Stats Common pitfalls

Stats mistakes are usually not arithmetic mistakes. They are meaning mistakes: mixing up what the number is allowed to say.

A good stats habit is to pause before calculating and ask:

What generated the data, what uncertainty is still present, and what claim am I trying to justify?

If those three are fuzzy, the equations can be perfectly executed and still mog you.

Probability vs likelihood

Common mistake:

“The likelihood is the probability that the parameter is true.”

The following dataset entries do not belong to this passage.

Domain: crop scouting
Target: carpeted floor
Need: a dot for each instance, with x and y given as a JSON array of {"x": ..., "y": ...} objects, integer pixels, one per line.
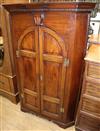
[{"x": 12, "y": 119}]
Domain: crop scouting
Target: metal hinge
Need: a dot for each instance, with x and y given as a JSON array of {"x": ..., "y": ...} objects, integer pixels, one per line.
[
  {"x": 41, "y": 77},
  {"x": 66, "y": 62},
  {"x": 17, "y": 54},
  {"x": 62, "y": 110},
  {"x": 22, "y": 96}
]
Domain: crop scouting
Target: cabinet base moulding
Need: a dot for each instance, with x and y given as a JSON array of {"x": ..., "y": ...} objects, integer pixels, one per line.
[{"x": 63, "y": 125}]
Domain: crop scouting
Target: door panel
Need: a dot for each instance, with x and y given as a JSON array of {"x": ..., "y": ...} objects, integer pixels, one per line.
[
  {"x": 28, "y": 67},
  {"x": 53, "y": 71}
]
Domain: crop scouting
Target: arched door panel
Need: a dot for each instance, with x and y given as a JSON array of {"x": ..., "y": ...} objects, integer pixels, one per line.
[
  {"x": 52, "y": 72},
  {"x": 28, "y": 67}
]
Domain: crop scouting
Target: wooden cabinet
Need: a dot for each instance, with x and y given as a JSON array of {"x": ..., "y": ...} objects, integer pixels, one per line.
[
  {"x": 88, "y": 116},
  {"x": 49, "y": 43}
]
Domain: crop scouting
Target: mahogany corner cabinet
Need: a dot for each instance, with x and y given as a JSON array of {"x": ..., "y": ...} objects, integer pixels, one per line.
[{"x": 49, "y": 44}]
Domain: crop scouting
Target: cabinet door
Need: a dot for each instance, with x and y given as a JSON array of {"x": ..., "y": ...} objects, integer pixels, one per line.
[
  {"x": 53, "y": 64},
  {"x": 28, "y": 68}
]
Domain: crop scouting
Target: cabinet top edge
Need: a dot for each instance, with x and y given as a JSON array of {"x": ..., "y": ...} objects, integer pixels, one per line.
[{"x": 55, "y": 6}]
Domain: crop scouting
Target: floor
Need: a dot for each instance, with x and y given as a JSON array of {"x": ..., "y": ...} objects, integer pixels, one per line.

Nope. Probability and likelihood often use the same mathematical expression, but they point in different directions.

A probability model says:

P (x ∣ θ)

meaning: if the parameter/model value $θ$ were fixed, how probable is the data $x$ ?

A likelihood says:

L (θ ∣ x)

meaning: after observing data $x$ , which parameter values make this data look least surprising?

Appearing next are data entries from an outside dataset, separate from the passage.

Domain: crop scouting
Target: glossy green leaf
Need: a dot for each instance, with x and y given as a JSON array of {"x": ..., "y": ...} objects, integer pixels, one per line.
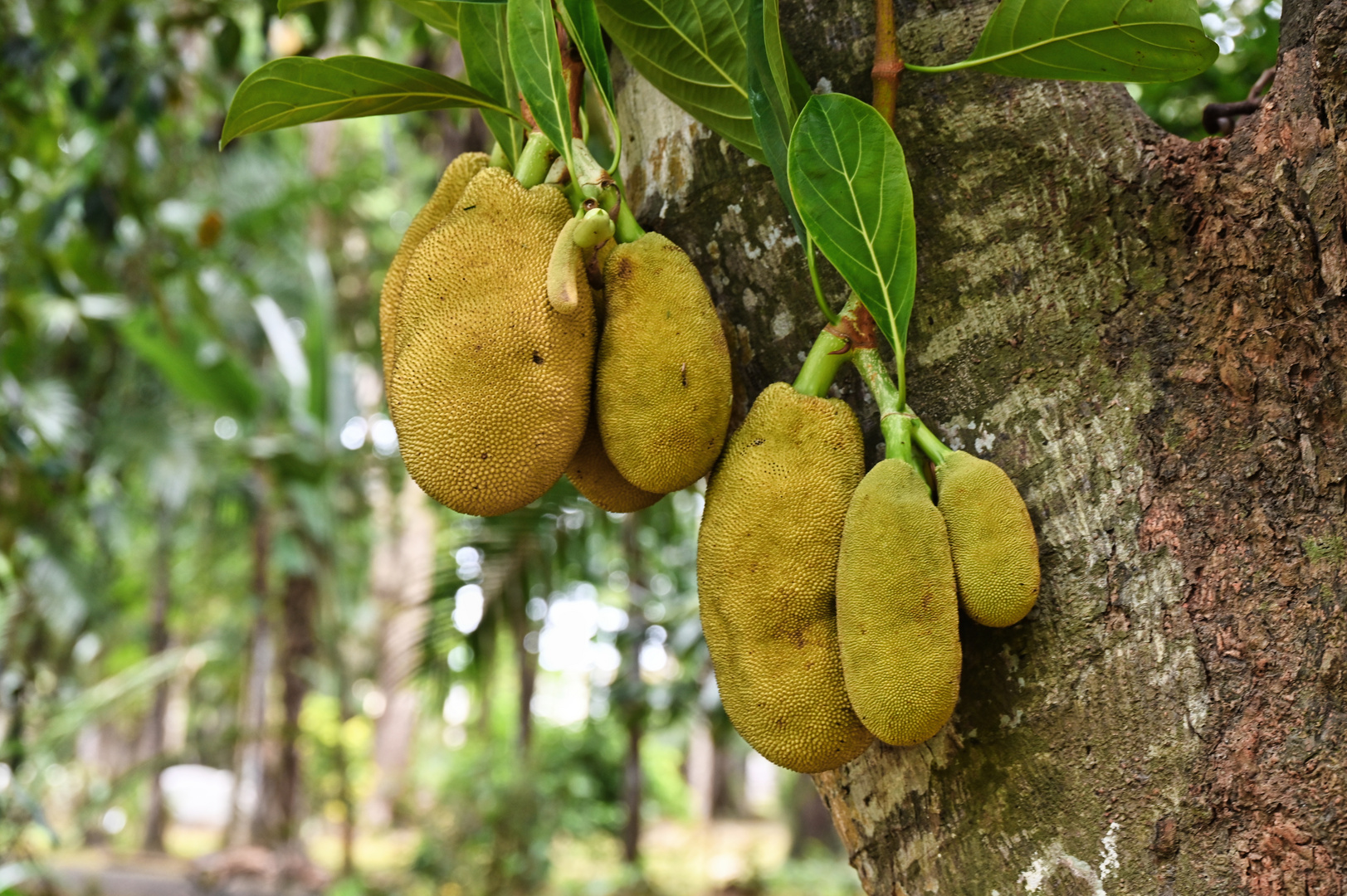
[
  {"x": 298, "y": 90},
  {"x": 581, "y": 21},
  {"x": 771, "y": 99},
  {"x": 1140, "y": 41},
  {"x": 694, "y": 51},
  {"x": 850, "y": 183},
  {"x": 486, "y": 60},
  {"x": 442, "y": 17},
  {"x": 536, "y": 58}
]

Same expression, different variable treated as movable.

Analogy: imagine footprints in the snow.

Probability: “If it was a fox, how likely are these footprints?”
Likelihood: “Given these footprints, which animal hypotheses fit well? Fox? Dog? Cat?”

The footprints do not assign an automatic probability to foxes unless you also include prior information about how common foxes, dogs, and cats are. That is why likelihood alone is not the same as posterior probability.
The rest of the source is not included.